3. Elezione del Presidente della Repubblica. Altra modifica della Costituzione riguarda l’elezione della massima carica dello Stato. Se al referendum costituzionale dovesse vincere il Sì, non parteciperebbero più i delegati regionali ma solo le Camere. Per l’elezione sarebbe necessaria la maggioranza dei due terzi dei componenti per i primi quattro scrutini, i tre quinti fino al sesto scrutinio e la maggioranza dei tre quinti dei votanti a partire dal settimo.
4. Soppressione del Consiglio Nazionale per l’Economia e il Lavoro. La riforma costituzionale del ministro Boschi prevede l’abolizione dell’organo, che ha una funzione consultiva in merito alle leggi sull’economia e sul lavoro ed è formato da 64 consiglieri. Abolirlo è un’abrogazione totale dell’articolo 99 della Costituzione.
5. Competenze Stato/Regioni. Il referendum di ottobre tratterà anche il ritorno di alcune materie di competenza dello Stato, come trasporti e navigazione, produzione e distribuzione dell’energia, sicurezza sul lavoro, ordinamento delle professioni, giusto per citarne alcune.
6. Referendum abrogativi e leggi d’iniziativa popolare. Cambiano i numeri necessari ai cittadini per proporre l’abrogazione di una legge o la creazione di una nuova. Se i cittadini che propongono il referendum sono più di 800mila, basterà che vada a votare il 50% più uno dei votanti alle ultime elezioni politiche (quindi non più il 50% degli aventi diritto). Per proporre una legge di iniziativa popolare serviranno 150mila firme, il triplo di quelle previste in questo momento.

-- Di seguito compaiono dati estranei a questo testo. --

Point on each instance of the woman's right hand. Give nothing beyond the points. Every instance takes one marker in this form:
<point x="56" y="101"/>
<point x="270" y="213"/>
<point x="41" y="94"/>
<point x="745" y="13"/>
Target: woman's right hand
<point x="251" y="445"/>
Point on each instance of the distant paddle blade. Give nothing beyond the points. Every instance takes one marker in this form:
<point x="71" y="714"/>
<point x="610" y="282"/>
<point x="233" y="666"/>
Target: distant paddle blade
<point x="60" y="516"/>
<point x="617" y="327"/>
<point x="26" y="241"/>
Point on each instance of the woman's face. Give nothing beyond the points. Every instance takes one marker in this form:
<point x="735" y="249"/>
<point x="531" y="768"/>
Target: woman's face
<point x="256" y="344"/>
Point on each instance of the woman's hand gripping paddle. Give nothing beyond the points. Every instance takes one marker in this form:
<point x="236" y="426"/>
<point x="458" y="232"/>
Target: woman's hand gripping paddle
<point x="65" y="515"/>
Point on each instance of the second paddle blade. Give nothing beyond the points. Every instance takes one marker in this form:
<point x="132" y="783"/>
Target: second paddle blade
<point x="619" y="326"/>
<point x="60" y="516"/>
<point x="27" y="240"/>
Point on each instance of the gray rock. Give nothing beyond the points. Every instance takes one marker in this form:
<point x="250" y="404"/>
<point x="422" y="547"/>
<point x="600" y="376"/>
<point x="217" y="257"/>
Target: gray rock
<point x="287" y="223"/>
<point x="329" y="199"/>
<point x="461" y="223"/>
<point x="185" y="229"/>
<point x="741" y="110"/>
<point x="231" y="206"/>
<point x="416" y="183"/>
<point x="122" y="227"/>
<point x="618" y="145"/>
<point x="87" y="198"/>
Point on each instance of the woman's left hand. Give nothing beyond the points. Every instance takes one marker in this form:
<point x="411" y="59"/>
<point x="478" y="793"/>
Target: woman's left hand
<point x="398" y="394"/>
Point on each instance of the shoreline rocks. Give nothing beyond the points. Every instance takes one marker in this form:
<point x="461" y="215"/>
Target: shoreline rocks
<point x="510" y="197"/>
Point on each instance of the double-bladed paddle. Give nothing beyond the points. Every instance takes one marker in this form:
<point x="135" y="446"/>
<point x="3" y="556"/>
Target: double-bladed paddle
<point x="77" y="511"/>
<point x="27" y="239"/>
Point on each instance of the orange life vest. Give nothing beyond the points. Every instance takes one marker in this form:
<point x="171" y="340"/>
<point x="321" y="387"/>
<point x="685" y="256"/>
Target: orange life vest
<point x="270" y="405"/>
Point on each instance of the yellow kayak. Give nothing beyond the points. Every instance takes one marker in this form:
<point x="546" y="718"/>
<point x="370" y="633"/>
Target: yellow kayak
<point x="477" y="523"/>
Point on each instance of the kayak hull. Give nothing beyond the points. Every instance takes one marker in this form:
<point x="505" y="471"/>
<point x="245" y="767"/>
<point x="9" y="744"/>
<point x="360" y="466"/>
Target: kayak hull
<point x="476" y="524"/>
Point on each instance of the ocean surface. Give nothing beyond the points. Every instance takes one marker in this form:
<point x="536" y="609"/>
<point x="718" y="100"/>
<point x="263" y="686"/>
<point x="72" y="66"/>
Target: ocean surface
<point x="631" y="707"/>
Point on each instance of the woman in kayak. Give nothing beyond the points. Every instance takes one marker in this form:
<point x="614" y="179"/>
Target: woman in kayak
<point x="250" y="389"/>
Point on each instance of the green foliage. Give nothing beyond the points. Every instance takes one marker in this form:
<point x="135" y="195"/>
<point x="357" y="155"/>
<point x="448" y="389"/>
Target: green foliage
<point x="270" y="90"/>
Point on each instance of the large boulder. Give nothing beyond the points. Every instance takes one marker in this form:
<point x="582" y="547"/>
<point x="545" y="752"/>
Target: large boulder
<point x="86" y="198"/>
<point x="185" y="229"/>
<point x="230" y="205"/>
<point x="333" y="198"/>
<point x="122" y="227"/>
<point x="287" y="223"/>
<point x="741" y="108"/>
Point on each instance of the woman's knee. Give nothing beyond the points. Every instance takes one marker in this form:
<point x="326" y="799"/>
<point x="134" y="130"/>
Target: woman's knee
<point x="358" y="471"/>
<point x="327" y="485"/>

7. La nomina dei Giudici della Consulta. I cinque giudici della Consulta non saranno più eletti dal Parlamento riunito a Camere congiunte, ma dalle singole Camere separatamente. Alla Camera dei Deputati ne spetteranno tre, al Senato gli altri due.
8. L’equilibrio nella rappresentanza. Nel testo della riforma costituzionale si legge: “Le leggi che stabiliscono le modalità di elezione delle Camere promuovono l’equilibrio tra donne e uomini nella rappresentanza”.